Rare variants of Bosworth fracture-dislocation: Bosworth fracture-dislocation with medial malleolus adduction type fracture

Wei Ren a,c, Yong-Cheng Hu b,c, Ji-Ke Lu a,
PMCID: PMC6487462  PMID: 30744942

Abstract

Bosworth ankle fracture-dislocation is rare, known to be an irreducible type of ankle injury, with a high incidence of complication. We present two cases of even rarer variants of Bosworth ankle fracture-dislocation. The first case is a type of supination external rotation adduction, and the second case is a type of supination external rotation adduction. These types have not been described before. In both of the cases we failed to achieve close reduction, and therefore proceeded with emergency surgeries, with open reduction and internal fixation. Both of the cases were performed with a postero-lateral approach to reduce the dislocations, and fix the fractures successfully. Unfortunately in one of the cases, acute compartment syndrome developed post-surgically. However, both cases showed good functional outcomes.

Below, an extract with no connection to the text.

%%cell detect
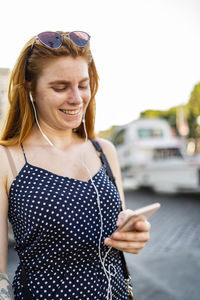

Keywords: Fracture dislocation, Supination, Rotation, Ankle injuries, Complications

Introduction

Bosworth ankle fracture-dislocation is a rare injury. Most of these cases show supination and external rotation patterns according to the Lauge-Hansen classification, in other words, Danis-Weber C or Maisonneuve pattern.1 Bosworth injury with medial malleolus fracture caused by an adduction force is not well described previously. We report two cases of this variant of Bosworth fracture-dislocation with medial malleolus fracture as an adduction pattern; the first case is a type involving supination external rotation adduction, and the second case pronation external rotation adduction.

Case report

Case 1

A 19-year-old male, twisted his ankle when he fell off a motorbike. He could not remember his foot position when the accident happened. He went to a local hospital where a radiograph was performed and then he was transferred to our emergency department by ambulance. A severe deformity, with the foot fixed in an external rotation position, was noticed. The skin tenting at the lateral edge of the fractured distal tibia was easily palpated. The pulses of the dorsalis pedis artery and the arteria tibialis caudalis could not be detected.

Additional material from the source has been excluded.